Ley de glaciares: el debate argentino hace eco en España
El debate entre desarrollo minero y protección ambiental de Argentina, en torno a la reforma de la ley de glaciares, cruza el Atlántico y copa las primeras planas de Europa.
El debate sobre la reforma de la Ley de Glaciares (vigente desde 2010) en Argentina trasciende fronteras y genera preocupación en España. Medios como El País y El Salto destacan la pulseada entre el gobierno de Javier Milei y el ecologismo jurídico, representado por figuras como el abogado Lucas Micheloud, codirector de la Asociación de Abogados Ambientalistas.
Este especialista denuncia una "inversión de prioridades" donde los derechos económicos del capital extranjero priman sobre el acceso colectivo al agua y la preservación de ecosistemas.

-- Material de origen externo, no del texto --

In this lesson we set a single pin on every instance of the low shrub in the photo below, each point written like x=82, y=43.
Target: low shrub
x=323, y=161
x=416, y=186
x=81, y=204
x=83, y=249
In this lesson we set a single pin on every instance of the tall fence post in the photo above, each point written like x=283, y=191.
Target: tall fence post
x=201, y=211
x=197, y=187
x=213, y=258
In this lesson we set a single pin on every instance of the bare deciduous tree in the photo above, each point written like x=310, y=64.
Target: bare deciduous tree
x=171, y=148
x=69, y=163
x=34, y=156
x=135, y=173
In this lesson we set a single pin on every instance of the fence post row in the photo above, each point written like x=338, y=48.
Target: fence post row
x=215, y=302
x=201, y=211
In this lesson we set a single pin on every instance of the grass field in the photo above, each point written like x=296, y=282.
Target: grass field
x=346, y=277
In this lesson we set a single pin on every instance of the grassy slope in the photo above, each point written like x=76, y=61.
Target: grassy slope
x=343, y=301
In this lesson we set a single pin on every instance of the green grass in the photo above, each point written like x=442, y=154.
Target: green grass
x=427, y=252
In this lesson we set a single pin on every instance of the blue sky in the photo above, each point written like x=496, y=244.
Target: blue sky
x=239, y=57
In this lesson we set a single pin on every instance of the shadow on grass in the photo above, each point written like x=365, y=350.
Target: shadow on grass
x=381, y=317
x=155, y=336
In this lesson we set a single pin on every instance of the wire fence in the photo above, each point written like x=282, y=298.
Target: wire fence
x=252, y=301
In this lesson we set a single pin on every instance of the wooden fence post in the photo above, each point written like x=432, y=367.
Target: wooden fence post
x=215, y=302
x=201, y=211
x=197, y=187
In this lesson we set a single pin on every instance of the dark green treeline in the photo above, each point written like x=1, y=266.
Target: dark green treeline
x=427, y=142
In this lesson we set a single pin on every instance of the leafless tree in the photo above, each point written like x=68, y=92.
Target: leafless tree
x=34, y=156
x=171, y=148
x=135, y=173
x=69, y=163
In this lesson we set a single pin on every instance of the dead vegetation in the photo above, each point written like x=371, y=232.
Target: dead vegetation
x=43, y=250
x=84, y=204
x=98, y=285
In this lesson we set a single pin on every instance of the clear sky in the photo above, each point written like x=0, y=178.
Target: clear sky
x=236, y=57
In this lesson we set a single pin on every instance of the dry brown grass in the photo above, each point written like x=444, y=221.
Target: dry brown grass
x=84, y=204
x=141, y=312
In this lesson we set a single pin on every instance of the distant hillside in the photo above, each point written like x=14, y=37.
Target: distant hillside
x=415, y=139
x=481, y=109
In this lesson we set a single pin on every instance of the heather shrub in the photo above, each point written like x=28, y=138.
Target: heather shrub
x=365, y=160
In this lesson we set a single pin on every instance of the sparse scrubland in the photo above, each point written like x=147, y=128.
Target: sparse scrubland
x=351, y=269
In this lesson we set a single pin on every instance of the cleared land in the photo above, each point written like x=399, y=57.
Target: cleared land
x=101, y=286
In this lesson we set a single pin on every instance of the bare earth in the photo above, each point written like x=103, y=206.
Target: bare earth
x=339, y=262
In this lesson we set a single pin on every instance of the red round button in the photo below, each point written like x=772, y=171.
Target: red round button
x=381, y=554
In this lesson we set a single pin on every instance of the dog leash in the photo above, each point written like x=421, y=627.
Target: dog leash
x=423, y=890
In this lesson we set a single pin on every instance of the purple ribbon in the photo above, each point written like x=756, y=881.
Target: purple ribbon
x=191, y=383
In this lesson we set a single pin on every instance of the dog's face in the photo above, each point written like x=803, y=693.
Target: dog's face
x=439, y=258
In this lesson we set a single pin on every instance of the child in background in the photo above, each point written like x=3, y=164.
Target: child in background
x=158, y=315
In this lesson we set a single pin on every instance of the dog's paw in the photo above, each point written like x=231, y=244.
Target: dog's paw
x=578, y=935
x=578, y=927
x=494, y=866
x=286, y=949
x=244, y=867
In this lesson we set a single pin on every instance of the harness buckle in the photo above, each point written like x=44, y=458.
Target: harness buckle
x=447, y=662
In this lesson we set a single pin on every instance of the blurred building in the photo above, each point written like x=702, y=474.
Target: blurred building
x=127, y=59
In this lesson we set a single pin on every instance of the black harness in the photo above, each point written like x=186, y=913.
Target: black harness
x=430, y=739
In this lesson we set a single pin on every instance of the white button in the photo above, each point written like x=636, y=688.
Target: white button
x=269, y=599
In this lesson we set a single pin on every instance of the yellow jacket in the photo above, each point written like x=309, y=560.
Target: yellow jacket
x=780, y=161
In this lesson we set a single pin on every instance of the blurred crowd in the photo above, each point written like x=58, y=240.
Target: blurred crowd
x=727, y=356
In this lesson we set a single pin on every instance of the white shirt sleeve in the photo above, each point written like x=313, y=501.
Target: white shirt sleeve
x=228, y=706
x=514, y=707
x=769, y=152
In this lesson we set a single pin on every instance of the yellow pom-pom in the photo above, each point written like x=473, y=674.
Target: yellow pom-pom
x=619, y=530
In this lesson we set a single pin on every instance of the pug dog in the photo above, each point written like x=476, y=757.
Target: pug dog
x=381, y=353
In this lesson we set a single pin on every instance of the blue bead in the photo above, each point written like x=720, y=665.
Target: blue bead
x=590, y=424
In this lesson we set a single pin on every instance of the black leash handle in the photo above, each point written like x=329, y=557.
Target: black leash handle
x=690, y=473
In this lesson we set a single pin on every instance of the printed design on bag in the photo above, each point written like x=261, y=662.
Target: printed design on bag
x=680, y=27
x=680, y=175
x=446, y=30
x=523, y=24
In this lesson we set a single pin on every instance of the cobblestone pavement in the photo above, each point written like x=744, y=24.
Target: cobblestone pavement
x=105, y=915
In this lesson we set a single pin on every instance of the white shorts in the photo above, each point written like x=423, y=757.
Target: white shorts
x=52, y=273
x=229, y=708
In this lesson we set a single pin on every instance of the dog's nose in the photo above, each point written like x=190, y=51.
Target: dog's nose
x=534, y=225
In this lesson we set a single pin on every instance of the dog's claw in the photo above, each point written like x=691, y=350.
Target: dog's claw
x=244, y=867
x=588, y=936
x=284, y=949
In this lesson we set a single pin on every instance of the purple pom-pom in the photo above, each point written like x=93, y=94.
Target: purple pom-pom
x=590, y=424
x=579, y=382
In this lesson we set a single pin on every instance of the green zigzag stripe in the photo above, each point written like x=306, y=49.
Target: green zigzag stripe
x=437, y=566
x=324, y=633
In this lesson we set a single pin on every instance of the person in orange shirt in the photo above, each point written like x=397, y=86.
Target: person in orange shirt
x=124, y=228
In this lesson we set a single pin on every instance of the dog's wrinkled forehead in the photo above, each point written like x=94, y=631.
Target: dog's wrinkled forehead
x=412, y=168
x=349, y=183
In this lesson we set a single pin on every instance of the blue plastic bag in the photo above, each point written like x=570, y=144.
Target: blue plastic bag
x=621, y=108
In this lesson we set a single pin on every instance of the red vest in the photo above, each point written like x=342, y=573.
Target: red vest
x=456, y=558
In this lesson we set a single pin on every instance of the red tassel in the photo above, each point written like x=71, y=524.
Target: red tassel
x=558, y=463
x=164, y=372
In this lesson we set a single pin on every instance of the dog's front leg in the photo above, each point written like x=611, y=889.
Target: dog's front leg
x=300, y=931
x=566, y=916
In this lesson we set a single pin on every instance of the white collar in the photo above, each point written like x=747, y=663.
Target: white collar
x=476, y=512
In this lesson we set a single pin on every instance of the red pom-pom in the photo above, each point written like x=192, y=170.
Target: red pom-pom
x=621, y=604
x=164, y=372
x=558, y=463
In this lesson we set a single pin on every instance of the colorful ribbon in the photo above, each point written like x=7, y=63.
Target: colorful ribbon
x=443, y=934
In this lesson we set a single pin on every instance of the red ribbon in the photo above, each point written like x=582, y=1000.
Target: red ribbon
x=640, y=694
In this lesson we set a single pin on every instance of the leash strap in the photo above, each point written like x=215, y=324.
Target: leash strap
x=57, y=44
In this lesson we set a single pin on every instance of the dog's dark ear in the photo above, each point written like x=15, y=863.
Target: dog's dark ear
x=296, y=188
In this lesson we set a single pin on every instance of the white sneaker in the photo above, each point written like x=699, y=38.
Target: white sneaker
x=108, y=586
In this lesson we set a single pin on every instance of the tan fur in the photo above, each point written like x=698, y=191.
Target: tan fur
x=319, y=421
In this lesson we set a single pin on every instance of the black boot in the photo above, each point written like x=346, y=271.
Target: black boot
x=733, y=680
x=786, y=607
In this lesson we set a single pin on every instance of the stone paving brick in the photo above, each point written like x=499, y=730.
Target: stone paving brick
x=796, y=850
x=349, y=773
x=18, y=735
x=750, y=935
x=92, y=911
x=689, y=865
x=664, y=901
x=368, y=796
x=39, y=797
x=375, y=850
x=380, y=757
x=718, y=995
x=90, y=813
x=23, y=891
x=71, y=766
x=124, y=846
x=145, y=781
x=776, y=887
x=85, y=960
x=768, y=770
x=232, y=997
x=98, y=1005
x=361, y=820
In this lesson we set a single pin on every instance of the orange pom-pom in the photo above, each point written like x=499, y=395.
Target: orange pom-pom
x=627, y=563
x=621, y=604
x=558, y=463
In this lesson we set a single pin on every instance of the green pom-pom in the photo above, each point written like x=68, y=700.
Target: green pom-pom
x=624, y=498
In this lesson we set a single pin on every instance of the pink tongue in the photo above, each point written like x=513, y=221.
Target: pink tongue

España observa con atención este duelo de paradigmas. El país europeo enfrenta desafíos similares en gestión hídrica y minería de litio, clave para la transición energética del bloque. La reforma propuesta por Milei busca eliminar "trabas ideológicas" que, según la Casa Rosada, generan inseguridad jurídica y frenan inversiones.
El proyecto, enviado al Congreso en diciembre, redefine la protección: los glaciares y ambientes periglaciares solo se resguardan si cumplen "función hídrica efectiva", delegando evaluaciones a las provincias.
Desarrollo económico y federalismo
Desde el Ejecutivo argentino, la iniciativa responde a reclamos de provincias mineras integrantes de la Mesa del Litio y la Mesa del Cobre. El gobierno argumenta que la norma actual obstaculiza más de 300 proyectos extractivos, esenciales para generar divisas.
Fuentes oficiales insisten en que la reforma aclara interpretaciones vagas, fortalece el federalismo constitucional y compatibiliza protección ambiental con crecimiento productivo.
Esta postura resuena en sectores empresariales españoles con intereses en la región. Empresas europeas participan en exploraciones de litio y cobre, minerales críticos para baterías y energías renovables. La desregulación podría acelerar inversiones, beneficiando cadenas de suministro ibéricas.
Crítica ambiental: Subordinación al capital extranjero
Micheloud emerge como voz central de la resistencia. El abogado ambientalista alerta que la reforma vulnera derechos humanos básicos al subordinar el agua —recurso estratégico para millones— a intereses económicos. "Lo que estamos viendo es una inversión de prioridades: los derechos colectivos al agua y a la naturaleza quedan subordinados a los derechos económicos", declara Micheloud en entrevistas reproducidas en medios españoles.
Organizaciones internacionales y científicas respaldan esta visión. La modificación desplaza la prohibición absoluta de minería en zonas sensibles hacia evaluaciones provinciales discrecionales. En un contexto de crisis hídrica andina, esto arriesga reservas que abastecen cuencas vitales. Medios como El Salto califican la agenda de Milei como "ofensiva contra leyes medioambientales", orientada a minería y agronegocio.
En España, el debate evoca tensiones propias sobre extractivismo y transición ecológica. La prensa resalta cómo la reforma argentina podría sentar precedente en Latinoamérica, afectando seguridad climática regional.
Implicancias transfronterizas y protestas sociales
El contrapunto no permanece en despachos. En Argentina, protestas en provincias como Mendoza reviven consignas como "El agua no se negocia". Vitivinicultores y ambientalistas unidos rechazan megaminería de cobre. En España, la cobertura enfatiza impactos potenciales en empresas con socios locales, mientras cuestiona si el modelo mileísta prioriza capital extranjero sobre sostenibilidad.
El desenlace en el Congreso argentino —con debate postergado a febrero 2026— marcará rumbo para la región. Para España, representa espejo de dilemas entre desarrollo verde y presiones extractivas. El ecologismo jurídico, encarnado en Micheloud, defiende que glaciares no son obstáculos, sino reservas irremplazables en era de cambio climático.